All Saints is within a stone's throw of its larger cousin St Mary the Virgin at Great Shelford. The two villages have almost run together, but they are still separated by a little wood and the water-meadows of the Cam as it winds its way lazily north towards Grantchester. The church sits on the crossroads at the heart of the village.
From the outside, it looks generally undistinguished save for the vast south chapel cum transept, which has a huge and rather elegant Perpendicular window filling its southern wall. I hurried inside. I was nearly put off by the porch door, which was so stiff that I assumed it was locked. The inner door was open when I visited by myself, but locked when Mark and I returned to take photos - there is a keyholder listed, though.
The interior is entirely carpeted and has strange pine seating.
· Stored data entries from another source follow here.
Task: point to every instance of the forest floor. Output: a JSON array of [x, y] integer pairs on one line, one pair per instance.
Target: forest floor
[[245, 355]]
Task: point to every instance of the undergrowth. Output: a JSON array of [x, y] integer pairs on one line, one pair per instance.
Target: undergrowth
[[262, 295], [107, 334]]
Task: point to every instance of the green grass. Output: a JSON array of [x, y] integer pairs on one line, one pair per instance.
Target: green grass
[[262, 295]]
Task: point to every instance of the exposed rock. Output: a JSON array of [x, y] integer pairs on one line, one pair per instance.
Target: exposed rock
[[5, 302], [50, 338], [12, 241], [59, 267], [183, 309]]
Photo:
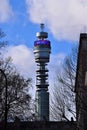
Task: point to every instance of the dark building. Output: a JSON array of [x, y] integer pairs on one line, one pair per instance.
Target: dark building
[[81, 84]]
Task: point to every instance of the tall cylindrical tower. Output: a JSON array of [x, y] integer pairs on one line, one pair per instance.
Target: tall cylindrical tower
[[42, 49]]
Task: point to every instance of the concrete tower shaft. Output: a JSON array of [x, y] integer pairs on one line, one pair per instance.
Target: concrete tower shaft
[[42, 50]]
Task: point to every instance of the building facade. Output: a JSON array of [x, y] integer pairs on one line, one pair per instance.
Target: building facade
[[81, 84]]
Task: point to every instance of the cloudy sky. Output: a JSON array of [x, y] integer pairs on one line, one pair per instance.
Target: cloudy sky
[[64, 21]]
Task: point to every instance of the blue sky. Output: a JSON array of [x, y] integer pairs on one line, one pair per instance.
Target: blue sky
[[64, 21]]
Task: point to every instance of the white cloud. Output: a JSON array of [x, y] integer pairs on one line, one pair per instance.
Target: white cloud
[[65, 18], [23, 59], [5, 10]]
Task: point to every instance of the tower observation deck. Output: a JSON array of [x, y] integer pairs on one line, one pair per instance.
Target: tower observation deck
[[42, 49]]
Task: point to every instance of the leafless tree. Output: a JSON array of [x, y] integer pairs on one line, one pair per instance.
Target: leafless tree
[[63, 101]]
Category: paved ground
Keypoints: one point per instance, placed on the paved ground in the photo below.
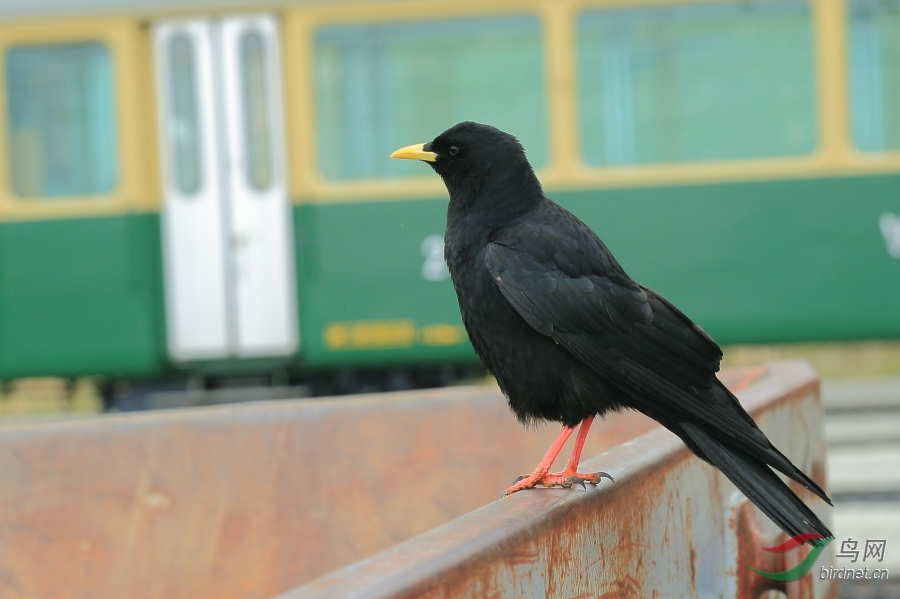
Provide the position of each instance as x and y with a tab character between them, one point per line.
862	429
I has the rather irreverent thought that it made the nave look like a lounge, but that's probably because I'm young and uncouth. It has no aisles, and there were some little rounded windows. The north door - now blocked - is also rounded, so I imagine that the main body of the the church was originally Norman. The north wall is populated by lots of memorial plaques.
The floor level of the south aisle is much higher than the nave. This is entirely a Perpendicular affair; so big are the windows (now filled with clear glass) that it feels like it belongs more to the street outside than to the dark little Norman nave. The south window is every bit as grand as it looks from outside - it has five lights and particularly good tracery in the top. The chapel was built as a chantry for the local de Freville family, and apparently there are some brasses in the floor, though I didn't notice them. [Mark adds: I noticed them, they give a splendid example of the incremental changes in funerary fashion. The figures of Sir Robert and his wife are full frontal and severe, the joining of hands seeming (as was probably the case) more a statement of a property alliance than one of affection - how different with their son, Sir Thomas and his wife Margaret repeat the same gesture, but they are looking at one another and the effect is quite different.]
I was too surprised and excited by the splendid canopied niche in the south-east corner; it has a tiny vault over the niche itself, and the canopy turns into a free-standing spire with crockets and so on reaching almost up to the ceiling. The whole lot is supported by an angel underneath, and it contains a 15th century alabaster figure of a seated male saint. There was another niche on the other side of the altar at one point, but it was so badly smashed that only a bit of the supporting angel remains. I doubt, therefore, that the statuette is originally from here - but it fits in very well. There's a companion piece - the upper part of a female figure - on the other stump.
The chancel is rather spoiled by the ugly little organ sitting against the south wall. The north wall, though, is very interesting. it contains two very broad low arches. The westernmost one is the less elaborate of the two, the only decoration being a little three-leaf carving at the point. Beneath it, an ancient little door presumably leads to the vestry. The eastern arch is much more elaborately ornamented, with little buttresses and finials. In the recess beneath it lies an oak effigy of Sir John de Freville, who died in 1308. He has a little moustache and a surprised expression. Above him on the back wall is an inscription in Lombardic characters - translated it reads "Here lies Sir John de Freville lord of this village / You who pass of your charity pray for his soul".
All Saints seems to be open most of the time.
There are keyholders listed if you find it closed.